My husband did his best to understand, but he couldn’t. Society has conditioned men to expect pregnancy to be full of discomfort and pain. Naturally he offered verbal support, but he simply wanted me to push through. I felt emotionally and physically alone as he prepared to embark on a month-long work trip. I decided to take our son to visit my hometown so I wouldn’t have to battle this alone.
Things didn’t feel right there, either. I was a shell of my former self, and plenty of my friends asked whether it would be best to leave me alone. I was grumpy and felt sick most of the time, but I didn’t want to be alone. My friends and family tried to find activities to take my mind off my husband’s absence and my depression. But it was my mom’s love that rejuvenated me.
My mom isn’t one to dwell on the negative, so instead of getting me to talk about how bad I was feeling, she helped with my son. She fed me and encouraged me to get some clothes and have my hair done so I didn’t have to look the way I felt. She joined me on the nearly 14-hour drive back home. And when I came back to a house in complete disarray, she cleaned it in the couple of days she was there.
Her help reminded me of two things. The first was the importance of action over lingering. The second was the power of a mother’s love. Seeing how my mom, despite battling health conditions, refused to let anything keep her down reminded me that, with help, I could overcome this.
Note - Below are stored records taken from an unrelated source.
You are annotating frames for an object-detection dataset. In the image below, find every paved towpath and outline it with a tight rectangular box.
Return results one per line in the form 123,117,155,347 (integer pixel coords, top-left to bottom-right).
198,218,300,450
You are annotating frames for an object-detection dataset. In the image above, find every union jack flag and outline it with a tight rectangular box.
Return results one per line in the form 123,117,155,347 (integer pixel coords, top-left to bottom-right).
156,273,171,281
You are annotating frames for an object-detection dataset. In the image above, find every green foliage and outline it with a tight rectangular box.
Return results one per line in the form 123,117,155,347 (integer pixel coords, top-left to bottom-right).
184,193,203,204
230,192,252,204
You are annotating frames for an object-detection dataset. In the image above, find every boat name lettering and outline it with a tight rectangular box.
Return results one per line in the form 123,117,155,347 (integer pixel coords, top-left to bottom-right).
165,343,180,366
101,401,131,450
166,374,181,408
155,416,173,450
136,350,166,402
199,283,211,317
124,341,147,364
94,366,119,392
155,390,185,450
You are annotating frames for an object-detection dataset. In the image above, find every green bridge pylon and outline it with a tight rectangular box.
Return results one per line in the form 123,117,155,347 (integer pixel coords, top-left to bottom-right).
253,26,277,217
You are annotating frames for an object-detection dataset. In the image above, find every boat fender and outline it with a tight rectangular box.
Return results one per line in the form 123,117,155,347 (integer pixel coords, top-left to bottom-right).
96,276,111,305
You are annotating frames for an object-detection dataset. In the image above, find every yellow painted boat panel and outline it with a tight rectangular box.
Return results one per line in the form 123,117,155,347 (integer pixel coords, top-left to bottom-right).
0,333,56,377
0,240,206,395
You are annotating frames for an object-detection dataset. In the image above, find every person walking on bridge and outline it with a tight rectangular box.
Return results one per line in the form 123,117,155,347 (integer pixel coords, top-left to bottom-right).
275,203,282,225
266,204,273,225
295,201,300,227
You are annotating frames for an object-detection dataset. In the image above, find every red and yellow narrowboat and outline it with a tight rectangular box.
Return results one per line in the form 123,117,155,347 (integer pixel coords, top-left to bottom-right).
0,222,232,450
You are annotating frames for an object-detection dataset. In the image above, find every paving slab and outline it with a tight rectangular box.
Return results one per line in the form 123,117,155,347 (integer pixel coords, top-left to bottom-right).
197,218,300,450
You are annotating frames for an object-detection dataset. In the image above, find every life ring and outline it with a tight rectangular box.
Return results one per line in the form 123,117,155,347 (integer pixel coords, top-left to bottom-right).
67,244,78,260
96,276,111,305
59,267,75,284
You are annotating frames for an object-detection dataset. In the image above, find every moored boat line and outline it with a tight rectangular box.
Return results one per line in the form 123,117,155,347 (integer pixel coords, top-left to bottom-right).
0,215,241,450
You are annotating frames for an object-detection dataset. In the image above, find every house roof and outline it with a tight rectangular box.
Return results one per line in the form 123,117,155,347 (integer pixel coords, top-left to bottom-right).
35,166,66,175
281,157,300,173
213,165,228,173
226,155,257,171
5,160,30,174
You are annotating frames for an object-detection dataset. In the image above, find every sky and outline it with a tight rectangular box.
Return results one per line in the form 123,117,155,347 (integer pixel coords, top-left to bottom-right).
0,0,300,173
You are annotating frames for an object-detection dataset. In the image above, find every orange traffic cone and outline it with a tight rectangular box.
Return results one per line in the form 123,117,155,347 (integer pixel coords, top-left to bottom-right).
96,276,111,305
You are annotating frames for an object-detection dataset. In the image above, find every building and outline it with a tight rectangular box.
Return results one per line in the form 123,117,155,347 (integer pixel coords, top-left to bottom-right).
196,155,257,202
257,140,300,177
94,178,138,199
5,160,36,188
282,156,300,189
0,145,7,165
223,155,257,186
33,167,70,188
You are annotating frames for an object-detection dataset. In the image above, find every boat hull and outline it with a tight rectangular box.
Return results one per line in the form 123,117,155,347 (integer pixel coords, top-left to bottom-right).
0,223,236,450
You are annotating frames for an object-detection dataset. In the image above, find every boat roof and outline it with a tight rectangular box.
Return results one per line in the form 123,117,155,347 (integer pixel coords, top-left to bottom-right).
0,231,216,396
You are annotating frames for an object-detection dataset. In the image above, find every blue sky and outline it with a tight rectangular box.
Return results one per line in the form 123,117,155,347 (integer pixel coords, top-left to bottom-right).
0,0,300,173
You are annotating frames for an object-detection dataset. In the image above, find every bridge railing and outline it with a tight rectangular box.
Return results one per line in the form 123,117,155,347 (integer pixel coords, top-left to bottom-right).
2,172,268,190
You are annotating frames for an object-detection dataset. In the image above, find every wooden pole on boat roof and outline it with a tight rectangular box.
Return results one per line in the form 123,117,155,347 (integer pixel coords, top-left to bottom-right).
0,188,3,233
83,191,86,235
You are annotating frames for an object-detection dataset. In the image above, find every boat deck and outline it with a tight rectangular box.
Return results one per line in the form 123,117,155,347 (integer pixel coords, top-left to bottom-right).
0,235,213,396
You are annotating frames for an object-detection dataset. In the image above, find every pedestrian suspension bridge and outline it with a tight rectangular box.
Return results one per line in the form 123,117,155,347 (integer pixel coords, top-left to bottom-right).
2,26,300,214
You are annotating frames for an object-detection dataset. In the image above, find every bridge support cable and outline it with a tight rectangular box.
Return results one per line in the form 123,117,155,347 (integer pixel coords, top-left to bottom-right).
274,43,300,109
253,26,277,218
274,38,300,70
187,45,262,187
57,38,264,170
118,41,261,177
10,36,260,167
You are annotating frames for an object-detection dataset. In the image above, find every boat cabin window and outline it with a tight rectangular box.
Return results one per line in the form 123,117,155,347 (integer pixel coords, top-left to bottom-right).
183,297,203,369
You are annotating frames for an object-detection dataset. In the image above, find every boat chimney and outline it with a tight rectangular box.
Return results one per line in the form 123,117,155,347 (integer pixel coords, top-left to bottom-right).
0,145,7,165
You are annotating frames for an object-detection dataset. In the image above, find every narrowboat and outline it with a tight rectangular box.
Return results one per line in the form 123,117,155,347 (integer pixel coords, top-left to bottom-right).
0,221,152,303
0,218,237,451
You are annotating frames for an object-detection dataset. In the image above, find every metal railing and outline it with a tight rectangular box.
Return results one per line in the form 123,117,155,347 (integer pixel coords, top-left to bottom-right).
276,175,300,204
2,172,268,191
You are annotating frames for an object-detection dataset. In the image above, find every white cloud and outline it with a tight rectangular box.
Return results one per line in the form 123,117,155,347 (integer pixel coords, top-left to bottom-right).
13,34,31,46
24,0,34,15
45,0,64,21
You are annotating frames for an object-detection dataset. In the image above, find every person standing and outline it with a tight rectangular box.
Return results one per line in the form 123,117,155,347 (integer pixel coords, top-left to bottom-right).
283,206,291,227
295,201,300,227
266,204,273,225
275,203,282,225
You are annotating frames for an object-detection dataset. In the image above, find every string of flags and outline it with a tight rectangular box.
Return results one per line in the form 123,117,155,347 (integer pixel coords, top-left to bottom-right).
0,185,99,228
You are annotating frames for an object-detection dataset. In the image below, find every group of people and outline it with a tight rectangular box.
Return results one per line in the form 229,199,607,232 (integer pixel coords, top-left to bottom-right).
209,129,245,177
The day after my mother left, I had an appointment with my OB/GYN. Within minutes, I broke down and told her everything I was feeling. She listened to me and prescribed antidepressants in the event I needed them. But most of the healing was in no longer hiding my pain. I left that appointment with hope.
Seeking support is a great way to help manage symptoms of prenatal depression, Fraga says. “Talk to a therapist, join a support group, exercise, get enough sleep, modify responsibilities and manage stress, begin a mindfulness practice, and if symptoms don’t improve, see a psychiatrist or doctor to discuss medication,” she says.
Fraga also says being a resource, like my mom was, instead of passing judgment is a great way to help moms-to-be: “Offer to make appointments or care for the child if it isn’t her first pregnancy. Don’t judge or blame — ask how you can help.”
I’m 19 weeks along now, and I still haven’t connected with the baby much. Most days, I forget why my pants don’t fit. But I’ve made progress. I haven’t used the antidepressants, but I will if I need to. Right now, I find healing in being honest with myself and others about the emotional conflicts that can accompany pregnancy, and I’m hoping that honesty can help women like me.